Iam a blazers fan , I love the way the spurs play , Im rooting for yall to win this title continue shutting teams down


----------



## Starks (Feb 22, 2004)

The Spurs looked very impressive during their first round series. Everytime Memphis came back SA answered. Next round, once they have a lead the can't afford to let the other team narrow the margin. Parker had a great first round.


----------



## Luiz_Rodrigo (Dec 2, 2003)

> Originally posted by <b>cimalee</b>!
> Iam a blazers fan , I love the way the spurs play , Im rooting for yall to win this title continue shutting teams down


Thanks for teh support cimalee!

Good luck to Portland next season.


----------



## Drewbs (Feb 16, 2004)

Agreed, I'm a Mavs fan but I thouroughly believe that no team in the west can beat the Spurs in a 7 game series. Not even the T-Wolves or the Lakers. Parker is turning out to be really great for this team, and Duncan has been his usual brilliant self.


----------



## KokoTheMonkey (Aug 4, 2003)

Thanks for the good word on the Spurs.:yes: 



We (Or I) have to put up with so much garbage from others, that it's a good feeling knowing that there are people who respect the Spurs.


----------



## cimalee (Apr 17, 2003)

The spurs are what championship is suppose to be . A team with no egos I hope my blazers could be the team you guys are one day .


----------



## cimalee (Apr 17, 2003)

The spurs are what championship team is suppose to be . A team with no egos I hope my blazers could be the team you guys are one day .


----------



## Marcus13 (Jul 17, 2002)

I'll be honest with ya'll.

Last year I thought the Spurs were just a BORING fundamental team;

But this year its not the case, watching this series
Parker is SOO fun to watch
Ginobli and Turkolgu and even Bowen are fun to watch when they hit shots

It was just an all around fun series (sorry Memphis fans) I would much rather have the Spurs win then the Lakers or T-Wolves


----------



## cimalee (Apr 17, 2003)

crush those smelly lakers


----------



## texan (Jul 10, 2003)

hopefully so; nice to know someone appreciates our team


----------



## Starks (Feb 22, 2004)

After reading the Lakers/Spurs playoff thread many posters believe the Spurs will win the series. I agree with them. It may be a best of seven but they are more than capable of beating the Lakers in a playoff series. Parker is going to be an x-factor. He needs to continue to play at a high level if the team wants to win.


----------



## Luiz_Rodrigo (Dec 2, 2003)

> Originally posted by <b>Starks</b>!
> After reading the Lakers/Spurs playoff thread many posters believe the Spurs will win the series. I agree with them. It may be a best of seven but they are more than capable of beating the Lakers in a playoff series. Parker is going to be an x-factor. He needs to continue to play at a high level if the team wants to win.
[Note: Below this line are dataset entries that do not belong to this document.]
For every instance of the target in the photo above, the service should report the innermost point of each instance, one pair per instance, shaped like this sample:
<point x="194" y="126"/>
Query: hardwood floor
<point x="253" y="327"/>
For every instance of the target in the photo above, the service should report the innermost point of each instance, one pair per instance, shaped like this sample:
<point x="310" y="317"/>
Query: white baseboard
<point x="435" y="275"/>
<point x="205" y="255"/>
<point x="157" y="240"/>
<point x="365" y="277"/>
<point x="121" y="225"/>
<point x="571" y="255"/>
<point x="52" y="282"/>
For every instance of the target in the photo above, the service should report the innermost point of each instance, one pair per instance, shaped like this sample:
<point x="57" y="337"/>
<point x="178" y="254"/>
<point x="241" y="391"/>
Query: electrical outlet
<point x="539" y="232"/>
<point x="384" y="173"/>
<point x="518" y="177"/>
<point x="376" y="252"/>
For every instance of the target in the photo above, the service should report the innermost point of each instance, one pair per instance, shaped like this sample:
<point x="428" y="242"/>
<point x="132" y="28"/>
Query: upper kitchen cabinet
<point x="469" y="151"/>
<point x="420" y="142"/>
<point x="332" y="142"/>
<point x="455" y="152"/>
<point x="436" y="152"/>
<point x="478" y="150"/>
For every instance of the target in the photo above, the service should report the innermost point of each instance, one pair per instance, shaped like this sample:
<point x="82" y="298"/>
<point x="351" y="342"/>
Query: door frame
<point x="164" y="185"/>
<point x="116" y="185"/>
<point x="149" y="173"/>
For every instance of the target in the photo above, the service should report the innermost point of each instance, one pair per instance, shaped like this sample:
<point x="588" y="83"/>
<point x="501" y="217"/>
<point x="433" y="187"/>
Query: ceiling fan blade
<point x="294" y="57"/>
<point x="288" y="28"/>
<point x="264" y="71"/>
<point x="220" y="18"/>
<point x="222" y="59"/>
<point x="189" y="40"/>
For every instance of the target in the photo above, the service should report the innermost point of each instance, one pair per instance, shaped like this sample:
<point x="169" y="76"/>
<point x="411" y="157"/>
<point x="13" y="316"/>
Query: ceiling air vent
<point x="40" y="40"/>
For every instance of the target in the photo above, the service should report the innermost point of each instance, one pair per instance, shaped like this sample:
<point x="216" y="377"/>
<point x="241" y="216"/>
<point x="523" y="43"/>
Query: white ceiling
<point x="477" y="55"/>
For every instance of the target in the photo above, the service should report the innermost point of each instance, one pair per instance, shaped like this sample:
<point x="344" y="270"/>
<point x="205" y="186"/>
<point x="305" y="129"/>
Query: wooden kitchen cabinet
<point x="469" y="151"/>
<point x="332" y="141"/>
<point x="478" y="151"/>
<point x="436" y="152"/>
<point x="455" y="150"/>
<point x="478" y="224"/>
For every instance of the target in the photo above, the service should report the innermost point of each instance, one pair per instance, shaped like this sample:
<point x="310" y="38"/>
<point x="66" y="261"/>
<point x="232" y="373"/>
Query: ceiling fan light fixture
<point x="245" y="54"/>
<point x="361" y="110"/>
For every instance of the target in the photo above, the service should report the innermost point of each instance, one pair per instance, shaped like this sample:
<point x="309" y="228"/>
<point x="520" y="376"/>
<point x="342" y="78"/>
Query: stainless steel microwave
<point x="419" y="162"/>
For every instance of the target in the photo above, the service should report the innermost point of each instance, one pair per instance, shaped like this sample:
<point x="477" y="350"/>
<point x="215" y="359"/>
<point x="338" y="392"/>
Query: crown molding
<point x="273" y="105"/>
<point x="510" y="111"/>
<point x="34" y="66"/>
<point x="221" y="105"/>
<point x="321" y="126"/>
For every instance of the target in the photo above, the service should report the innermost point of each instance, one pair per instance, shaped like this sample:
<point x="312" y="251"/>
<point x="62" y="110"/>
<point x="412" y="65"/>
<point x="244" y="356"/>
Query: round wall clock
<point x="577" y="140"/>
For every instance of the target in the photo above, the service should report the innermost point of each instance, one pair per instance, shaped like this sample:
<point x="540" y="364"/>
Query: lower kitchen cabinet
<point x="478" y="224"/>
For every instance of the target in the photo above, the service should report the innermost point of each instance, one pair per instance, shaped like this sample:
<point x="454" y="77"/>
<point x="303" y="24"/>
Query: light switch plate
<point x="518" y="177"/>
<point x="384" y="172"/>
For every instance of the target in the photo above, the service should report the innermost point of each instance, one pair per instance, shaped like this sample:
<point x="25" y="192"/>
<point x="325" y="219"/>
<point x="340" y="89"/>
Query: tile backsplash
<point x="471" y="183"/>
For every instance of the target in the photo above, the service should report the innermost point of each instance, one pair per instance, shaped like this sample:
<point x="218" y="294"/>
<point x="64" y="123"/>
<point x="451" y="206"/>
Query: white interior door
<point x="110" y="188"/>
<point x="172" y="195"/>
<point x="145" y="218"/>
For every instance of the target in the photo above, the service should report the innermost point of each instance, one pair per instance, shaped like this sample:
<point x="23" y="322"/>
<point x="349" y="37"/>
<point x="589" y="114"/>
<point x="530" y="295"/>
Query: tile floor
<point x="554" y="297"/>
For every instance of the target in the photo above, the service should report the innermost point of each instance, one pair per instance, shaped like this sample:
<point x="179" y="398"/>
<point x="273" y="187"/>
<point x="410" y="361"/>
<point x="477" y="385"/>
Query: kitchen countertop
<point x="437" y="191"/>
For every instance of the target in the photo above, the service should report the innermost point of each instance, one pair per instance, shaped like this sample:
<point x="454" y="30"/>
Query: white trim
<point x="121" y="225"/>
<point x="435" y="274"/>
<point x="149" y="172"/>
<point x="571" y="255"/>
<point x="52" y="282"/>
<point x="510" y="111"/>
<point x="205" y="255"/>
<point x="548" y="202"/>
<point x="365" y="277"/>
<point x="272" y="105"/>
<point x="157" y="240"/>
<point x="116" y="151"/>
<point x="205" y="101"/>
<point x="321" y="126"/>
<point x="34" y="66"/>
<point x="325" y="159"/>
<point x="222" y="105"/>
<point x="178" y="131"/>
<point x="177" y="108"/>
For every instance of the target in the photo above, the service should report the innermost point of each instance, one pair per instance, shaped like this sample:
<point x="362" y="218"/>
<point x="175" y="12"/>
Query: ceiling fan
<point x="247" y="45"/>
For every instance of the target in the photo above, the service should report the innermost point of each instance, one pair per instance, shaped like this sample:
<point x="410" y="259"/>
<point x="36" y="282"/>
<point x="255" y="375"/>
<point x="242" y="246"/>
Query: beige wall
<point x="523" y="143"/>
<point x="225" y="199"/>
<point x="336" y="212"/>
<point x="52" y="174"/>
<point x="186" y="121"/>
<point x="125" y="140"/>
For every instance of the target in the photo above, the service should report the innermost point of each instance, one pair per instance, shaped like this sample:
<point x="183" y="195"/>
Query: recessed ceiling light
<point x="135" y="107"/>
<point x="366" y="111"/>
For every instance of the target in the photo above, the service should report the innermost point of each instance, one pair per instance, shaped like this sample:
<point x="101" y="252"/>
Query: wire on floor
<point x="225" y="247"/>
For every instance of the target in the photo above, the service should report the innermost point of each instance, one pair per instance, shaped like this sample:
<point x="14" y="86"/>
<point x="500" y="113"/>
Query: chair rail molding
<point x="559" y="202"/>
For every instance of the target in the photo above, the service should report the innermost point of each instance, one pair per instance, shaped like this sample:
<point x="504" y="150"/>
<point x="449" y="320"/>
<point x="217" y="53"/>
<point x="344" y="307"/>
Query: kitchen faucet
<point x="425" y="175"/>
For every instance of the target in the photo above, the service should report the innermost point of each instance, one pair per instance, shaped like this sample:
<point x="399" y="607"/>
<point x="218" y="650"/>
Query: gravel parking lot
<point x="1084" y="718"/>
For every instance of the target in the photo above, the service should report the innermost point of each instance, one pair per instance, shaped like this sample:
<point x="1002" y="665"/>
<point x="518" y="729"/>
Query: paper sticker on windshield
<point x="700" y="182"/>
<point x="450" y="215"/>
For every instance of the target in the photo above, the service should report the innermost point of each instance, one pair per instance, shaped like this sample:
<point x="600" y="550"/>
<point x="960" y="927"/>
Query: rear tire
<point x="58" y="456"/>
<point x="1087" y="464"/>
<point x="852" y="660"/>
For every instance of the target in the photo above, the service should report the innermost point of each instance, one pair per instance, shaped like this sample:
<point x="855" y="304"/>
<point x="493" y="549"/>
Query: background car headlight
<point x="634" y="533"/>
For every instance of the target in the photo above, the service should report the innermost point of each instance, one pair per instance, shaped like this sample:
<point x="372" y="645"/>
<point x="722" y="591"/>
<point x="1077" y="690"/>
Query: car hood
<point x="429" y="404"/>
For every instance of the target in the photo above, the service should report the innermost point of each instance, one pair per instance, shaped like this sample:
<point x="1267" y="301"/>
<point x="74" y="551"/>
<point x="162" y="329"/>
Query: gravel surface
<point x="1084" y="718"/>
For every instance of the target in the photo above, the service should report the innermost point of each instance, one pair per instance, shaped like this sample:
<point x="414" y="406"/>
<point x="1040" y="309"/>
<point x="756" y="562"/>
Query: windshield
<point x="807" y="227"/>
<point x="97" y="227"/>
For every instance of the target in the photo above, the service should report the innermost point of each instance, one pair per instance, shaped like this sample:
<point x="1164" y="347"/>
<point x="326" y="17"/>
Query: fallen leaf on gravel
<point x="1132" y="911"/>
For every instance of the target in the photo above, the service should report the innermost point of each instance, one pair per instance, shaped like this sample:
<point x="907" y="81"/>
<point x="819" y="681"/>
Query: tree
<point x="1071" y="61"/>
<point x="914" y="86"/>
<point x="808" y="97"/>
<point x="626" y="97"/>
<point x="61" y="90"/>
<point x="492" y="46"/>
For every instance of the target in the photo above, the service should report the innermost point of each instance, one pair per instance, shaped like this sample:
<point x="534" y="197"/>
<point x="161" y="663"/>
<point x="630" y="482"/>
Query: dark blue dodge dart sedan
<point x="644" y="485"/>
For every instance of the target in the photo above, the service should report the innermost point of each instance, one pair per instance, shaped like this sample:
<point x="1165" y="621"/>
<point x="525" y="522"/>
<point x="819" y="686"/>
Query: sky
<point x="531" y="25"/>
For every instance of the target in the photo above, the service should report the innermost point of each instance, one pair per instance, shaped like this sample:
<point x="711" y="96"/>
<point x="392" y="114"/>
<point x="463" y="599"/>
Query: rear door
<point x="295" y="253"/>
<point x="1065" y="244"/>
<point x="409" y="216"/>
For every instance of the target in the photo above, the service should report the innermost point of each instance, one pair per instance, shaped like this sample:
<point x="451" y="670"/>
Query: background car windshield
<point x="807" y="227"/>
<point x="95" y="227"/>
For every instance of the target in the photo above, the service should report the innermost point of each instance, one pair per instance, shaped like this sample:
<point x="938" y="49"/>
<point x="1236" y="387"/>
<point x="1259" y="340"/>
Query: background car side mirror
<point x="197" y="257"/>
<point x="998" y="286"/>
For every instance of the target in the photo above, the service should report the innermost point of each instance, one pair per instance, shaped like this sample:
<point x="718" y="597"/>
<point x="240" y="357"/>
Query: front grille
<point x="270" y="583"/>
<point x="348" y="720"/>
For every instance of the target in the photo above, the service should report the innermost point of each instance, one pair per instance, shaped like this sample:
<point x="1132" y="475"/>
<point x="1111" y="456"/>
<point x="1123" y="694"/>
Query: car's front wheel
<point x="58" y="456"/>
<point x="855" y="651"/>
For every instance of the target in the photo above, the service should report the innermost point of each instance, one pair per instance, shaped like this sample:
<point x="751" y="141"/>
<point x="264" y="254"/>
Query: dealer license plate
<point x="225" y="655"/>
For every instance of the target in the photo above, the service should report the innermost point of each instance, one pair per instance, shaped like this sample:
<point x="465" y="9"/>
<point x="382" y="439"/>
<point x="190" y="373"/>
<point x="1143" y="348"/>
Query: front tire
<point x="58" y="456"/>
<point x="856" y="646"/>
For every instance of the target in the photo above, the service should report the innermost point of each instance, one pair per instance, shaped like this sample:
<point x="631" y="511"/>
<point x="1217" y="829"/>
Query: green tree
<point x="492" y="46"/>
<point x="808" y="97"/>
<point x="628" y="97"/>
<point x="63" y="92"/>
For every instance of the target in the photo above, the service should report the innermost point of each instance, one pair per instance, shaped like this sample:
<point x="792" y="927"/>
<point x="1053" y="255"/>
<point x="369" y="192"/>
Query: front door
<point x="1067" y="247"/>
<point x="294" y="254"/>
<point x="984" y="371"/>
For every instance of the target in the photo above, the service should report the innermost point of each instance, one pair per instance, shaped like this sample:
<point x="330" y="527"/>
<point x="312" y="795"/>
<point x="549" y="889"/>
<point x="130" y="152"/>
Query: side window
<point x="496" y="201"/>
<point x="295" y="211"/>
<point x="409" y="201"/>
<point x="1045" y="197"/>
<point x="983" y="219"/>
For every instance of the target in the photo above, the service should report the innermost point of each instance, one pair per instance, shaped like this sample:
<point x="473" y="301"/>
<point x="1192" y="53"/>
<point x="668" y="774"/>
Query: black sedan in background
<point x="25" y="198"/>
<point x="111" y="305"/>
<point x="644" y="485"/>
Starks, it´ll be a hard series, but both teams can win it. San Antonio is playing an amanzing basketball, and Lakers isn´t playing the same that was playing in the begining of the season (sorry Houston´s fans, but beat the Rockets in a balanced series isn´t nothing marvelous for a contender).
To me, the series will be decided in the pg duel... Parker x Payton/Fisher.
If the Lakers´ point guards outduel the french, they are the favoites, if not... Spurs has everything to win.


----------



## cimalee (Apr 17, 2003)

lakers are done spurs will win in 5


----------